Ingredients
The following ingredients have 4 Servings
- 2 15-ounce cans full-fat coconut milk
- 2 tablespoons cornstarch
- 1/3 cup agave syrup
- ⅓ cup coconut sugar
- 3 1/2 ounces vegan dark chocolate, 70% cocoa
- ⅓ cup cocoa powder
- 1 ½ teaspoons vanilla extract
Instruction
- Freeze the ice cream maker base overnight.
- In a small bowl, mix 1/2 cup coconut milk with 2 tablespoons cornstarch and set aside.
- Add the remainder of the coconut milk to a medium pan. Warm the coconut milk over medium low heat for a minute or two, whisking to incorporate the solids.
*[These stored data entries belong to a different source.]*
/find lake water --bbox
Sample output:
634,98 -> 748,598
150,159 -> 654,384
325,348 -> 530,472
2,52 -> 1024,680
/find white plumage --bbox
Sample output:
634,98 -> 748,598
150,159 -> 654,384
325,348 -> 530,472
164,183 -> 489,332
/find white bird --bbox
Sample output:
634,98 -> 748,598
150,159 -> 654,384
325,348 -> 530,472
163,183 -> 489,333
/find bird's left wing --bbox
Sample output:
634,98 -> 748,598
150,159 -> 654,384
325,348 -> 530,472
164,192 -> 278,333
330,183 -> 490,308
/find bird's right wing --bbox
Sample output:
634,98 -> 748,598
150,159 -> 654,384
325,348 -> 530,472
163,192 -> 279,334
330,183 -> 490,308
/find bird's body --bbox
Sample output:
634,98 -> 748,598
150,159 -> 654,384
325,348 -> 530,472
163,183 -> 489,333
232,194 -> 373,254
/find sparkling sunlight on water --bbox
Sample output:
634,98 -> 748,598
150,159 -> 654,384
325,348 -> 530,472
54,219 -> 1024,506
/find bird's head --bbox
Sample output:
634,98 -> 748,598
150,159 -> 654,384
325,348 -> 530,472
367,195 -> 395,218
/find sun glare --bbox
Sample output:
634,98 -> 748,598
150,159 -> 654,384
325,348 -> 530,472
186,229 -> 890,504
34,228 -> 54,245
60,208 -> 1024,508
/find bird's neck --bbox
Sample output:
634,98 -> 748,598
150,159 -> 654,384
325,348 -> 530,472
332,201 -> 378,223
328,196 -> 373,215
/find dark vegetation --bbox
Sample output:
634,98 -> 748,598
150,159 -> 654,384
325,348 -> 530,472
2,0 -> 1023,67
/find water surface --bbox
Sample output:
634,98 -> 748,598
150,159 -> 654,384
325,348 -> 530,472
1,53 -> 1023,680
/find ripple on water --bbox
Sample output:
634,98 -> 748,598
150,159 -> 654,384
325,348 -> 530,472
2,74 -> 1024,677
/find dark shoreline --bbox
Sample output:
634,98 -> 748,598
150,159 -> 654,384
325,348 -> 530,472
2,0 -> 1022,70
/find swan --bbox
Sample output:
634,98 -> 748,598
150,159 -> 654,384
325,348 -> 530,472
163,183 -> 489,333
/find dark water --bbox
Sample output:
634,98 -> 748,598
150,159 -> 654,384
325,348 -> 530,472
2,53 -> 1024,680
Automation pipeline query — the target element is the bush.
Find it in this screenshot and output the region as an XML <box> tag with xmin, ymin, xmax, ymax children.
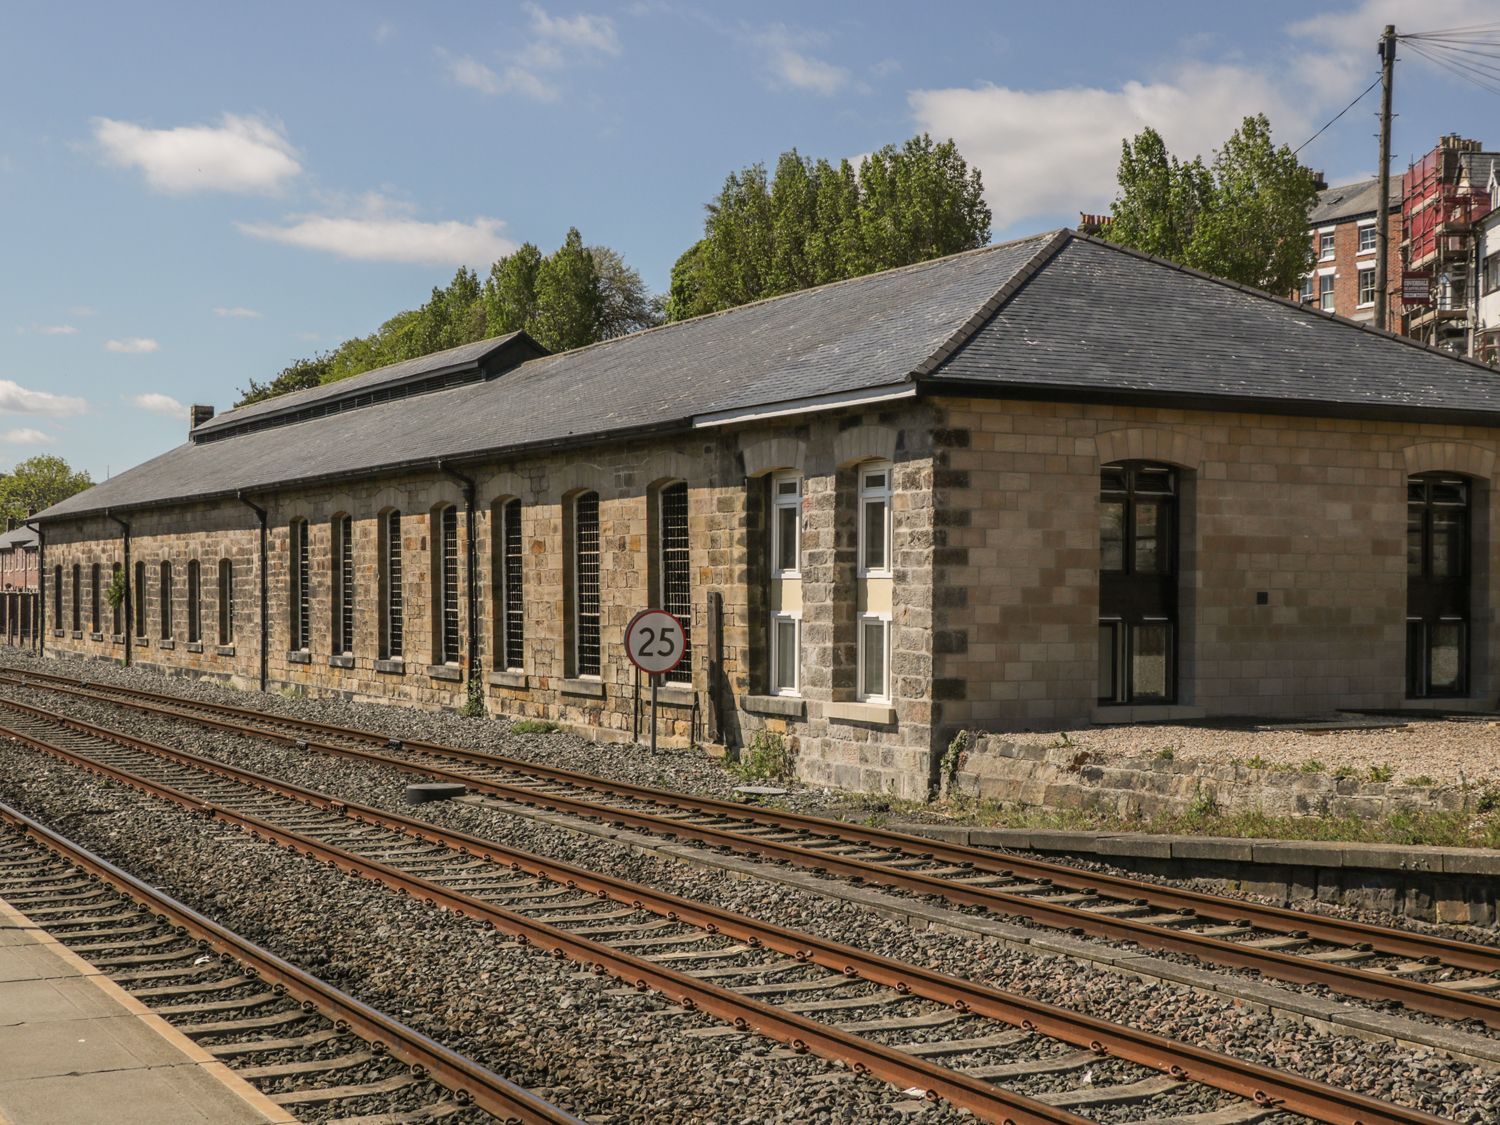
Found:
<box><xmin>731</xmin><ymin>730</ymin><xmax>795</xmax><ymax>782</ymax></box>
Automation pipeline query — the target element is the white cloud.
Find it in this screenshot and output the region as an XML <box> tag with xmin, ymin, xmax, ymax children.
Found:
<box><xmin>28</xmin><ymin>324</ymin><xmax>77</xmax><ymax>336</ymax></box>
<box><xmin>910</xmin><ymin>61</ymin><xmax>1306</xmax><ymax>229</ymax></box>
<box><xmin>755</xmin><ymin>26</ymin><xmax>848</xmax><ymax>95</ymax></box>
<box><xmin>214</xmin><ymin>306</ymin><xmax>262</xmax><ymax>319</ymax></box>
<box><xmin>442</xmin><ymin>5</ymin><xmax>617</xmax><ymax>102</ymax></box>
<box><xmin>129</xmin><ymin>392</ymin><xmax>185</xmax><ymax>418</ymax></box>
<box><xmin>104</xmin><ymin>337</ymin><xmax>159</xmax><ymax>354</ymax></box>
<box><xmin>236</xmin><ymin>202</ymin><xmax>517</xmax><ymax>266</ymax></box>
<box><xmin>93</xmin><ymin>113</ymin><xmax>302</xmax><ymax>195</ymax></box>
<box><xmin>68</xmin><ymin>306</ymin><xmax>96</xmax><ymax>317</ymax></box>
<box><xmin>443</xmin><ymin>53</ymin><xmax>560</xmax><ymax>102</ymax></box>
<box><xmin>0</xmin><ymin>380</ymin><xmax>87</xmax><ymax>416</ymax></box>
<box><xmin>2</xmin><ymin>428</ymin><xmax>55</xmax><ymax>445</ymax></box>
<box><xmin>525</xmin><ymin>3</ymin><xmax>620</xmax><ymax>55</ymax></box>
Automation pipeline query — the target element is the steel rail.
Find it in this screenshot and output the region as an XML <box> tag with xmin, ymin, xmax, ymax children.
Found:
<box><xmin>9</xmin><ymin>674</ymin><xmax>1496</xmax><ymax>1031</ymax></box>
<box><xmin>0</xmin><ymin>699</ymin><xmax>1461</xmax><ymax>1125</ymax></box>
<box><xmin>0</xmin><ymin>798</ymin><xmax>577</xmax><ymax>1125</ymax></box>
<box><xmin>0</xmin><ymin>712</ymin><xmax>1094</xmax><ymax>1125</ymax></box>
<box><xmin>12</xmin><ymin>667</ymin><xmax>1496</xmax><ymax>979</ymax></box>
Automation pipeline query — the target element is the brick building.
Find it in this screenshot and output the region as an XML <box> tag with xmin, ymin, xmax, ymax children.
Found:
<box><xmin>1300</xmin><ymin>177</ymin><xmax>1402</xmax><ymax>328</ymax></box>
<box><xmin>33</xmin><ymin>230</ymin><xmax>1500</xmax><ymax>798</ymax></box>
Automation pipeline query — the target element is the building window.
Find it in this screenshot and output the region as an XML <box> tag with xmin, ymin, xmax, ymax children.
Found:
<box><xmin>332</xmin><ymin>514</ymin><xmax>354</xmax><ymax>656</ymax></box>
<box><xmin>1358</xmin><ymin>224</ymin><xmax>1377</xmax><ymax>254</ymax></box>
<box><xmin>771</xmin><ymin>612</ymin><xmax>799</xmax><ymax>695</ymax></box>
<box><xmin>90</xmin><ymin>564</ymin><xmax>101</xmax><ymax>633</ymax></box>
<box><xmin>289</xmin><ymin>518</ymin><xmax>309</xmax><ymax>652</ymax></box>
<box><xmin>435</xmin><ymin>505</ymin><xmax>460</xmax><ymax>666</ymax></box>
<box><xmin>572</xmin><ymin>491</ymin><xmax>601</xmax><ymax>677</ymax></box>
<box><xmin>1485</xmin><ymin>253</ymin><xmax>1500</xmax><ymax>296</ymax></box>
<box><xmin>380</xmin><ymin>510</ymin><xmax>403</xmax><ymax>660</ymax></box>
<box><xmin>133</xmin><ymin>561</ymin><xmax>146</xmax><ymax>637</ymax></box>
<box><xmin>1407</xmin><ymin>474</ymin><xmax>1470</xmax><ymax>697</ymax></box>
<box><xmin>52</xmin><ymin>565</ymin><xmax>60</xmax><ymax>627</ymax></box>
<box><xmin>771</xmin><ymin>472</ymin><xmax>801</xmax><ymax>577</ymax></box>
<box><xmin>218</xmin><ymin>559</ymin><xmax>234</xmax><ymax>645</ymax></box>
<box><xmin>159</xmin><ymin>561</ymin><xmax>172</xmax><ymax>640</ymax></box>
<box><xmin>71</xmin><ymin>564</ymin><xmax>81</xmax><ymax>632</ymax></box>
<box><xmin>111</xmin><ymin>563</ymin><xmax>122</xmax><ymax>636</ymax></box>
<box><xmin>1319</xmin><ymin>230</ymin><xmax>1336</xmax><ymax>259</ymax></box>
<box><xmin>1319</xmin><ymin>273</ymin><xmax>1336</xmax><ymax>311</ymax></box>
<box><xmin>186</xmin><ymin>559</ymin><xmax>201</xmax><ymax>643</ymax></box>
<box><xmin>858</xmin><ymin>613</ymin><xmax>890</xmax><ymax>702</ymax></box>
<box><xmin>1099</xmin><ymin>462</ymin><xmax>1178</xmax><ymax>705</ymax></box>
<box><xmin>1357</xmin><ymin>267</ymin><xmax>1376</xmax><ymax>307</ymax></box>
<box><xmin>858</xmin><ymin>463</ymin><xmax>892</xmax><ymax>576</ymax></box>
<box><xmin>1299</xmin><ymin>275</ymin><xmax>1314</xmax><ymax>303</ymax></box>
<box><xmin>495</xmin><ymin>499</ymin><xmax>524</xmax><ymax>672</ymax></box>
<box><xmin>658</xmin><ymin>482</ymin><xmax>692</xmax><ymax>685</ymax></box>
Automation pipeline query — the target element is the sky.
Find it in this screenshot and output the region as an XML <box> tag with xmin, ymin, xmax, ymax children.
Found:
<box><xmin>3</xmin><ymin>0</ymin><xmax>1499</xmax><ymax>484</ymax></box>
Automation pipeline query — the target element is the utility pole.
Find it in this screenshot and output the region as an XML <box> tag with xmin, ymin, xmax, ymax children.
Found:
<box><xmin>1374</xmin><ymin>23</ymin><xmax>1396</xmax><ymax>333</ymax></box>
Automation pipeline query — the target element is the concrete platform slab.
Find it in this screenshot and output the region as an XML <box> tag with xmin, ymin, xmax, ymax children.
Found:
<box><xmin>0</xmin><ymin>895</ymin><xmax>295</xmax><ymax>1125</ymax></box>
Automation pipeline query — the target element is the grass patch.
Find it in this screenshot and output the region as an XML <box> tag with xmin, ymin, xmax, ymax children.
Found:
<box><xmin>730</xmin><ymin>730</ymin><xmax>795</xmax><ymax>783</ymax></box>
<box><xmin>1366</xmin><ymin>762</ymin><xmax>1394</xmax><ymax>783</ymax></box>
<box><xmin>511</xmin><ymin>719</ymin><xmax>560</xmax><ymax>734</ymax></box>
<box><xmin>1300</xmin><ymin>759</ymin><xmax>1325</xmax><ymax>773</ymax></box>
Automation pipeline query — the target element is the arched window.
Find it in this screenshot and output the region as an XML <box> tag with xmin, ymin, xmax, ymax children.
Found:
<box><xmin>186</xmin><ymin>559</ymin><xmax>201</xmax><ymax>643</ymax></box>
<box><xmin>289</xmin><ymin>519</ymin><xmax>309</xmax><ymax>652</ymax></box>
<box><xmin>1098</xmin><ymin>462</ymin><xmax>1178</xmax><ymax>704</ymax></box>
<box><xmin>571</xmin><ymin>491</ymin><xmax>601</xmax><ymax>677</ymax></box>
<box><xmin>492</xmin><ymin>499</ymin><xmax>524</xmax><ymax>672</ymax></box>
<box><xmin>433</xmin><ymin>505</ymin><xmax>460</xmax><ymax>666</ymax></box>
<box><xmin>217</xmin><ymin>559</ymin><xmax>234</xmax><ymax>645</ymax></box>
<box><xmin>767</xmin><ymin>473</ymin><xmax>802</xmax><ymax>696</ymax></box>
<box><xmin>657</xmin><ymin>482</ymin><xmax>691</xmax><ymax>685</ymax></box>
<box><xmin>159</xmin><ymin>560</ymin><xmax>173</xmax><ymax>640</ymax></box>
<box><xmin>133</xmin><ymin>561</ymin><xmax>146</xmax><ymax>637</ymax></box>
<box><xmin>379</xmin><ymin>510</ymin><xmax>403</xmax><ymax>660</ymax></box>
<box><xmin>52</xmin><ymin>565</ymin><xmax>62</xmax><ymax>628</ymax></box>
<box><xmin>1407</xmin><ymin>473</ymin><xmax>1471</xmax><ymax>697</ymax></box>
<box><xmin>71</xmin><ymin>564</ymin><xmax>81</xmax><ymax>632</ymax></box>
<box><xmin>90</xmin><ymin>563</ymin><xmax>101</xmax><ymax>633</ymax></box>
<box><xmin>332</xmin><ymin>514</ymin><xmax>354</xmax><ymax>656</ymax></box>
<box><xmin>110</xmin><ymin>563</ymin><xmax>121</xmax><ymax>636</ymax></box>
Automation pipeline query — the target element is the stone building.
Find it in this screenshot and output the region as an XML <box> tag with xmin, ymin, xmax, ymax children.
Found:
<box><xmin>1301</xmin><ymin>177</ymin><xmax>1402</xmax><ymax>328</ymax></box>
<box><xmin>32</xmin><ymin>230</ymin><xmax>1500</xmax><ymax>798</ymax></box>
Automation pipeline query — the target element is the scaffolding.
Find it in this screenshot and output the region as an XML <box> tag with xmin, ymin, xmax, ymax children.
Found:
<box><xmin>1400</xmin><ymin>135</ymin><xmax>1495</xmax><ymax>351</ymax></box>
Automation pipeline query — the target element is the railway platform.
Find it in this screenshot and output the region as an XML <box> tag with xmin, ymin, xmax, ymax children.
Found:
<box><xmin>0</xmin><ymin>895</ymin><xmax>293</xmax><ymax>1125</ymax></box>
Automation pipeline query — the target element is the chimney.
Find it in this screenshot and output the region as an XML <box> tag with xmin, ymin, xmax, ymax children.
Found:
<box><xmin>1077</xmin><ymin>212</ymin><xmax>1112</xmax><ymax>234</ymax></box>
<box><xmin>1312</xmin><ymin>170</ymin><xmax>1327</xmax><ymax>191</ymax></box>
<box><xmin>190</xmin><ymin>404</ymin><xmax>215</xmax><ymax>433</ymax></box>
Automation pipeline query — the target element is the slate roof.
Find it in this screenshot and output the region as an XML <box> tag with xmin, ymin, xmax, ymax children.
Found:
<box><xmin>0</xmin><ymin>526</ymin><xmax>37</xmax><ymax>549</ymax></box>
<box><xmin>37</xmin><ymin>230</ymin><xmax>1500</xmax><ymax>523</ymax></box>
<box><xmin>1308</xmin><ymin>178</ymin><xmax>1399</xmax><ymax>225</ymax></box>
<box><xmin>1459</xmin><ymin>152</ymin><xmax>1500</xmax><ymax>193</ymax></box>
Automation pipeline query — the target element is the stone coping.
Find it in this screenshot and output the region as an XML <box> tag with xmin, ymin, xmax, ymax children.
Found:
<box><xmin>425</xmin><ymin>664</ymin><xmax>462</xmax><ymax>682</ymax></box>
<box><xmin>888</xmin><ymin>823</ymin><xmax>1500</xmax><ymax>876</ymax></box>
<box><xmin>487</xmin><ymin>670</ymin><xmax>530</xmax><ymax>689</ymax></box>
<box><xmin>824</xmin><ymin>701</ymin><xmax>896</xmax><ymax>725</ymax></box>
<box><xmin>742</xmin><ymin>693</ymin><xmax>805</xmax><ymax>718</ymax></box>
<box><xmin>559</xmin><ymin>677</ymin><xmax>605</xmax><ymax>698</ymax></box>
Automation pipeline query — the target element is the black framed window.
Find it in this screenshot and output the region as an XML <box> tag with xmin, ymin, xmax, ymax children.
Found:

Then add 1/3 cup agave syrup and 1/3 cup coconut sugar. Break the chocolate into pieces and add to the coconut milk; stir until thoroughly combined. Whisk in the cocoa powder, then the cornstarch mixture. Heat until the chocolate mixture is thickened, 6 to 8 minutes (do not boil). Remove from heat and stir in 1 1/2 teaspoons vanilla.
- Strain through a fine-mesh sieve into a 1-gallon Ziplock bag. If churning immediately, place the bag in an ice bath for 30 minutes until cool; if churning the next day, refrigerate 4 hours or overnight (either way, the mixture should be as cold as possible before churning).
- Churn the ice cream in the ice cream maker until it thickens to the consistency of soft serve. Eat immediately for a soft serve consistency, or for a hard ice cream texture, freeze using the following instructions: press a piece of parchment or wax paper into a sealable container, then scrape the ice cream into the container using a spatula, making sure to scrape in the bits frozen to the edges of the ice cream maker base. Freeze for 4 hours for a hard ice cream texture.